Hedefimdeki mesleğe sahip olmak, işten eve gelince yatagima girip uyumak, haftasonlari tek basima sinemaya gitmek, kitap okumak, tek basima aksam disarida yürümek, kimseye hesap vermemek, kimsenin hayatina degmemek.
Çok şey değil belli bi zamandan sonra olacak.
new york'ta bir penthouse sahibi olmak, garajimda 10-15 tane ultra luks arabanin olmasi, the island filmindeki yatin benim olmasi, ozel ucagim olmasi, sephoradan istedigim kadar alisveris yapabilmem, bankada 100 milyon dolar paramin olmasi, nba maclarini surekli en onden izlemem gibi ozetleyebilirim. ama hayal olarak kalicak.

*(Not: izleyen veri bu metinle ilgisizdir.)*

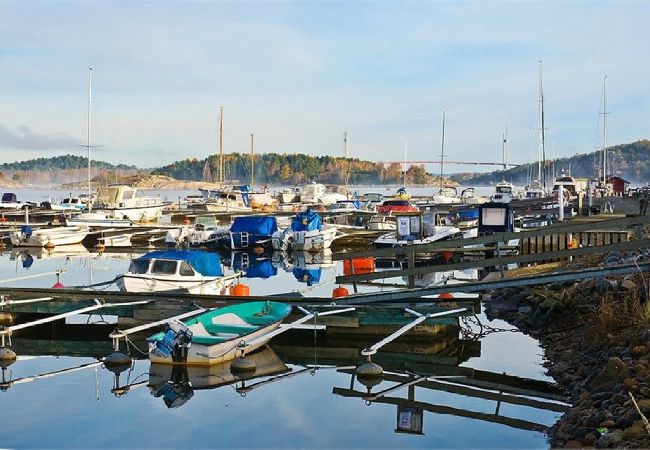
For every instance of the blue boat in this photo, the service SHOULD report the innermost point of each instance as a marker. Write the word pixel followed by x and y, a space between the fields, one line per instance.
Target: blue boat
pixel 251 231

Sevgilimden ayrılmış olsam ya da birisini platonik olarak sevsem bile bana bunun acisini hissettirmeyecek arkadaşlarimin yanımda olduğu bir yaşam tarzı. Çok zor amk çok zor. Ne arkadaşlarım kaldı ne de bana değer veren birisi.

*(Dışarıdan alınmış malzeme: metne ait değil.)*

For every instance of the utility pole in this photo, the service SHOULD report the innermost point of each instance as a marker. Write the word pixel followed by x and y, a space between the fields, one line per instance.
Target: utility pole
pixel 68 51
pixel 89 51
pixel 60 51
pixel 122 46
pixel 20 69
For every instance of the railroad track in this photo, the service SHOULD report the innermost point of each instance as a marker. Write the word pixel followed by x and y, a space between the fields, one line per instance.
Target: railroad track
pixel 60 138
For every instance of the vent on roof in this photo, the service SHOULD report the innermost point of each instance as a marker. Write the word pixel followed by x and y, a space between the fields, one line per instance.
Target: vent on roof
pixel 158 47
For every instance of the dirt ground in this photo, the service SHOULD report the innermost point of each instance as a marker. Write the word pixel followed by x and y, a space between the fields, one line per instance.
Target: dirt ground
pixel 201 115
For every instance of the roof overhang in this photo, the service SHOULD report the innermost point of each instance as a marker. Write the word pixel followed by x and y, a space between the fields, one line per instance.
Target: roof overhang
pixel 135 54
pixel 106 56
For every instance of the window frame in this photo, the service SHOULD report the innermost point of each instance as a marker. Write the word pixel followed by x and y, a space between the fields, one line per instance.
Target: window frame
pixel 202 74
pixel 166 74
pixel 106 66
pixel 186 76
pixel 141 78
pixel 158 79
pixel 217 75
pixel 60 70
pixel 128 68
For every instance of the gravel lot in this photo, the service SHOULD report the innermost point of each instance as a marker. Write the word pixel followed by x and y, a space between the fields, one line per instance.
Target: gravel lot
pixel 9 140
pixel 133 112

Saygılı, değer veren kıymet bilen bir eşle , iş ve para kazanmak için hayatı tüketmek değil,kazandığımızla kendimize yetmek ve hayatı birlikte karşılamak.

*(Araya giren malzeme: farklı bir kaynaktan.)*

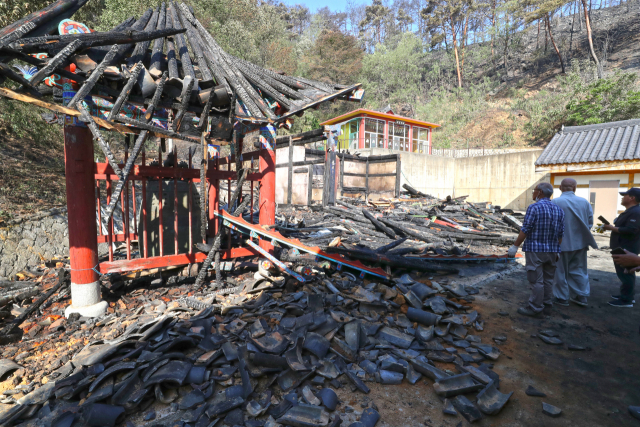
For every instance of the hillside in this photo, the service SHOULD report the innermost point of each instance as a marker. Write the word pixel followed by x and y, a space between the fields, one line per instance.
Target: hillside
pixel 515 97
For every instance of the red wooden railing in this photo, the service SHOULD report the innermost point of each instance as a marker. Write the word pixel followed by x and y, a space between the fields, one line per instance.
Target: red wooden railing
pixel 140 174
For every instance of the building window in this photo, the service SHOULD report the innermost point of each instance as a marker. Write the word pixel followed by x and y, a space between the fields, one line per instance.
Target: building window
pixel 420 140
pixel 398 137
pixel 373 133
pixel 349 135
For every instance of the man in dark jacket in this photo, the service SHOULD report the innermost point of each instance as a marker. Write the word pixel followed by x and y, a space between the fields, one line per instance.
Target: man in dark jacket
pixel 625 234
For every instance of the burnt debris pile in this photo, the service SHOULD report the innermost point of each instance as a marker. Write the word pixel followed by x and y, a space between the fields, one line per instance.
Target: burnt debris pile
pixel 270 351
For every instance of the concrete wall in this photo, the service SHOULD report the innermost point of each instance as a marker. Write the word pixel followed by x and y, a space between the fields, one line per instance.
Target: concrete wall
pixel 25 242
pixel 504 179
pixel 299 188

olgun bir kadın, küçük bir ev, kitaplar ve kahve. işte bu kadar basit. ancak ütopya tabii. muhabbet edeceksin kadınınla, dolu dolu konuşabileceksin, kahveni karşılıklı içerken gözlerinde kaybolacaksın. yaşam böyle olmalı.
Kedilerimle yaşadığım kiralık küçük bahçeli eski bir ev. Televizyon,dizi,kitap,hobiler...1 maksimum 2 adet yakın arkadaş. Arada bir ziyaret eden fuckbuddy.. sonra ölüyosun zaten.
başarılı bir kariyerden sonra her seyi arkada birakma cesaretini alıp anadolunun bir köyünde doğal ve salaş bir hayat yaşamak. tek basima da olur ama yanımda biri olsa iyidir.
Friends gibi arkadaş çevrem olacak, New York 'ta yaşayıp ve en önemlisi her şey hakkında az çok konuşma yetisine sahip olacağım. Bilmeden ölmek istemiyorum.